Neelie Kroes, the EU's Competition Commissioner, said the size of the fine reflected the commission's fury over Microsoft's behaviour during the three years since that ruling. "Microsoft was the first company in 50 years of EU competition policy that the commission has had to fine for failure to comply with an anti-trust decision," Ms Kroes said.

Yesterday's fine follows two other hefty penalties imposed on Microsoft by the commission – a €280m fine levied in 2006 for anti-competitive behaviour and a €497m sanction following the initial 2004 ruling.

The latest penalty was a punishment for the way Microsoft reacted to the commission's ruling in 2004 that the inclusion of its own media player software in its Windows operating systems prevented other providers from selling competing media players.

The commission therefore ordered Microsoft to offer versions of Windows products without the media player. It also told the company to make much more information available about how its software worked, so that rival companies could design products that would operate alongside Windows, which has an almost complete monopoly in the computing market.

Microsoft subsequently offered this information to rivals, but insisted on charging a royalty of almost 4 per cent of product revenues to companies that wanted to use it. The commission said yesterday these fees were unreasonable and prohibitive, and fined Microsoft for its behaviour until October last year, when, having lost an appeal against the original decision, the company reduced the royalty charges to levels deemed more acceptable.

Adam Collinson, a partner at the international law firm Eversheds, said there would be a degree of sympathy for Microsoft, because the commission had taken some time to decide that its royalty charges were too high.

"Microsoft had to make a judgement as to what levels of royalty would be regarded as reasonable for supply of the interoperability information," he said. "It seems it got this judgement wrong, but it was not until 1 March 2007 that the commission raised formal concerns as to the actual levels of royalty being demanded."

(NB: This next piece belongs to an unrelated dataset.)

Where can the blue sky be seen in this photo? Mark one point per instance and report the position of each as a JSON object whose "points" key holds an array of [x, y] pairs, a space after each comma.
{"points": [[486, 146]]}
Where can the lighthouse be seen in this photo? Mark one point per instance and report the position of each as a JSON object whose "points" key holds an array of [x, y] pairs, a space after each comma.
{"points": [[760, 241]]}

Microsoft said yesterday it now regarded the case as closed. "The commission announced in 2007 that Microsoft was in full compliance with the 2004 decision, so these fines are about the past issues that have been resolved," a spokesman said.

The software giant also pointed out that it had last week announced additional plans to enable rivals to design competing products, promising to share the computing code for its leading products, including the Windows operating system.

However, Microsoft may still face further penalties. While the software giant believes it has now complied with the terms of the 2004 ruling against it, the commission is investigating two other complaints about allegedly anti-competitive practices.

One inquiry follows complaints from a group of European software producers that Microsoft still isn't sharing enough information about the way its products work. The other focuses on whether the extent to which its Explorer internet browser is tied in to Windows is unfair.